Syria: Besieged Palestinians in refugee camp 'will likely go hungry,' UN agency warns
6 July 2014 – Unable for more than a month now to deliver food and other supplies to Palestinians trapped in a refugee camp near Damascus, the United Nations agency tasked with ensuring their well-being said today it is urgently seeking to resume its humanitarian activities, warning that the civilians would likely go hungry.
"UNRWA's distribution of food to civilian families in Yarmouk last took place on 23 May. The most recent…distribution of hygiene kits was on 7 June," Chris Gunness, spokesperson for the UN Relief and Works Agency for Palestine Refugees in the Near East (UNRWA), said in a news release today.

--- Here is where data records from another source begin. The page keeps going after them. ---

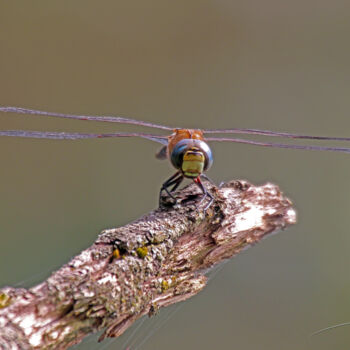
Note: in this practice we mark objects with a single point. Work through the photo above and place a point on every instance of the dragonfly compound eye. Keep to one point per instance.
(191, 155)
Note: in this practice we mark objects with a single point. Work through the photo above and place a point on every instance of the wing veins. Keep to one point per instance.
(273, 134)
(75, 136)
(102, 118)
(280, 145)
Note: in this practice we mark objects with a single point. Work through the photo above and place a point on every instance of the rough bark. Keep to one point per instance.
(134, 270)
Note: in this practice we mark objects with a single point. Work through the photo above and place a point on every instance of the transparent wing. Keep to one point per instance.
(106, 118)
(279, 145)
(273, 134)
(77, 136)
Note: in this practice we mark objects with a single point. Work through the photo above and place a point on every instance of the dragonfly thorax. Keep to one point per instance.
(192, 157)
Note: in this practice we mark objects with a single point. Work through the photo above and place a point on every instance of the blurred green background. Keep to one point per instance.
(276, 65)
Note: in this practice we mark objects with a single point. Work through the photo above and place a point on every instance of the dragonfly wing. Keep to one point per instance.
(279, 145)
(96, 118)
(78, 136)
(273, 134)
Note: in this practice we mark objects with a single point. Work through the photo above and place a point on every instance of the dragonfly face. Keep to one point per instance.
(192, 157)
(186, 148)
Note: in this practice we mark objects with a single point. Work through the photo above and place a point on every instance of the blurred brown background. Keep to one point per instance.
(276, 65)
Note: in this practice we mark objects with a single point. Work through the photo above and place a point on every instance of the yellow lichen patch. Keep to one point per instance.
(142, 252)
(116, 253)
(5, 300)
(165, 285)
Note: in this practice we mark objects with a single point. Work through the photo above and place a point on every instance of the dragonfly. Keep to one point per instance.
(187, 149)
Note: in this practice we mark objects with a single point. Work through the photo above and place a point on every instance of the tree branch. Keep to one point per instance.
(156, 261)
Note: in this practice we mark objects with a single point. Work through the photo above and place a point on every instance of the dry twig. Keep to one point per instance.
(158, 260)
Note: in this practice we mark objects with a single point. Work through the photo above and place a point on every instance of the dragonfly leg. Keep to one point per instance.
(208, 179)
(174, 181)
(205, 192)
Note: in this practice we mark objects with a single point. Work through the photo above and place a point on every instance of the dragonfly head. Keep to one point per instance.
(192, 157)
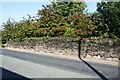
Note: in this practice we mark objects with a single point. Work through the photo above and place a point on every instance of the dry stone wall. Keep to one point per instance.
(102, 48)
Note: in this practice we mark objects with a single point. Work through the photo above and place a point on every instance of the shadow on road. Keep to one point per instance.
(96, 71)
(9, 75)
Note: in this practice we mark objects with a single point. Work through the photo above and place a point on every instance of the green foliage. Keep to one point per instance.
(108, 18)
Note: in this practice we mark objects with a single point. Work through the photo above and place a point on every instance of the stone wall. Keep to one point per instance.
(102, 48)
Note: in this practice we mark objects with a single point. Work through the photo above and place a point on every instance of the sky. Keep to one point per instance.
(19, 9)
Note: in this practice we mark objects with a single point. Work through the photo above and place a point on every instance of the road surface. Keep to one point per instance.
(41, 66)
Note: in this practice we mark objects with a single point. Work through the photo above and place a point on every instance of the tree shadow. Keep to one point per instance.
(9, 75)
(96, 71)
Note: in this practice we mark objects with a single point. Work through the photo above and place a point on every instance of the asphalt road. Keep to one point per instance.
(29, 65)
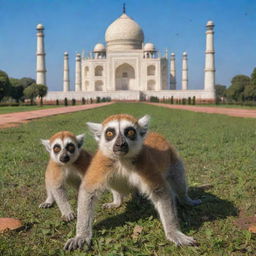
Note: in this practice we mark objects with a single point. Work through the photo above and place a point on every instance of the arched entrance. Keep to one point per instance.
(125, 77)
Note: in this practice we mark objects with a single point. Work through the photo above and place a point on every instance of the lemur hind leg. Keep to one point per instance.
(163, 201)
(117, 200)
(49, 200)
(177, 180)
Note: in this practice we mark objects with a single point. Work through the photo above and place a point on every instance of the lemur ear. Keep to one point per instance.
(80, 140)
(96, 129)
(47, 145)
(143, 123)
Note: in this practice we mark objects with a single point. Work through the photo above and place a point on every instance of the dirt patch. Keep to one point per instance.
(14, 119)
(237, 112)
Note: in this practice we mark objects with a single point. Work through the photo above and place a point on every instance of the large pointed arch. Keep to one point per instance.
(124, 77)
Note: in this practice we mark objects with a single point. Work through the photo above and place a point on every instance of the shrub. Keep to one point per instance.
(153, 99)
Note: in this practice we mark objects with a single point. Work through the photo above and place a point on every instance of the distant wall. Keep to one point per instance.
(201, 95)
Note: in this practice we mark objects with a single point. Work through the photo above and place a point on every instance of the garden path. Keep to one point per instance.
(14, 119)
(238, 112)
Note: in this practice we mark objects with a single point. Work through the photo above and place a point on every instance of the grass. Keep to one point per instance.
(227, 106)
(12, 109)
(217, 150)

"This lengthy break in food distribution is of great concern to UNRWA as it raises the likelihood of civilians going hungry in Yarmouk," he said, spotlighting the difficulties the agency has had trying to reach the more than 18,000 refugees following reports that a ceasefire had been reached in the camp on 21 June between the Syrian authorities and armed groups.
Today, Mr. Gunness said civilian residents of Yarmouk continue to contend with grave humanitarian conditions. "UNRWA is urgently to seek a resumption of its humanitarian activities inside Yarmouk and is appealing to the parties to the 21 June agreement to make this resumption possible."
While the agency stands ready to implement a rapid humanitarian response to address the immediate and longer term needs of the civilians inside the camp, Mr. Gunness said that in the meantime: "The days have turned into weeks the weeks are turning into months. We have been transformed into silent witnesses to a human catastrophe in Yarmouk."
Prior to the start of the Syrian conflict in March 2011, Yarmouk, in a Damascus suburb, was home to over 160,000 Palestine refugees. Since December 2012, fighting has caused at least 140,000 Palestine refugees to flee their homes in Yarmouk, as armed opposition groups established a presence in the area, with Government forces controlling the periphery.